Researchers by asecurity vendor Avast discovered a campaign it has named UltimaSMS, which so far has uncovered 150 scammy apps.
According to Avast, the apps have been collectively downloaded over 10 million times, and can cost victims, who are not rewarded any type of return, upwards of $40 per month, depending on their location and mobile carrier.

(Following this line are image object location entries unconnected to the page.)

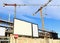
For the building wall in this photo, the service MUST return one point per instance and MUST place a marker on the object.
(32, 40)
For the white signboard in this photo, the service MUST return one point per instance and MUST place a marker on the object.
(2, 31)
(35, 30)
(22, 28)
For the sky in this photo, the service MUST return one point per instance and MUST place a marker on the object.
(51, 20)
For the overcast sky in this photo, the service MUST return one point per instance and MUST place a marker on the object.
(52, 19)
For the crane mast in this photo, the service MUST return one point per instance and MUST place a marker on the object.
(40, 9)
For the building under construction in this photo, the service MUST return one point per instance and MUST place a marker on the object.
(21, 31)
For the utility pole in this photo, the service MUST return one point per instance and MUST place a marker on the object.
(40, 9)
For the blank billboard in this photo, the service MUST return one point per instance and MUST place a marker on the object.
(22, 28)
(35, 30)
(2, 31)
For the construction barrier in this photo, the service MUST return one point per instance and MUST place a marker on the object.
(32, 40)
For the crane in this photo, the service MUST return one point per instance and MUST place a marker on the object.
(5, 4)
(40, 9)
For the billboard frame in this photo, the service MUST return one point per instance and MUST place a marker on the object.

“The apps are all nearly identical in terms of how they function, which leads me to believe that a single actor or group of bad actors is behind the campaign,” said Jakub Vávra, threat analyst at Avast.
Disguised as legitimate apps
Avast’s research has revealed that the apps disguise themselves as custom keyboards, QR code scanners, video editors and photo editors, spam call blockers, camera filters, and mobile games, among others.
Vávra says the apps promote themselves via ads on social media networks, such as TikTok and Instagram, which he believes is a telling sign about the size and impact of this particular campaign.
Once downloaded, the apps check the users’ device location, IMEI, and phone number to determine in which language to display the scam.
“The apps are disguised as genuine apps through well constructed app profiles on the Play Store….However, when taking a closer look, they have generic privacy policy statements, feature basic developer profiles including generic email addresses,” explains Vávra.
Avast reported the scammy apps to Google’s Security Team, which resulted in their swift removal from the Play Store.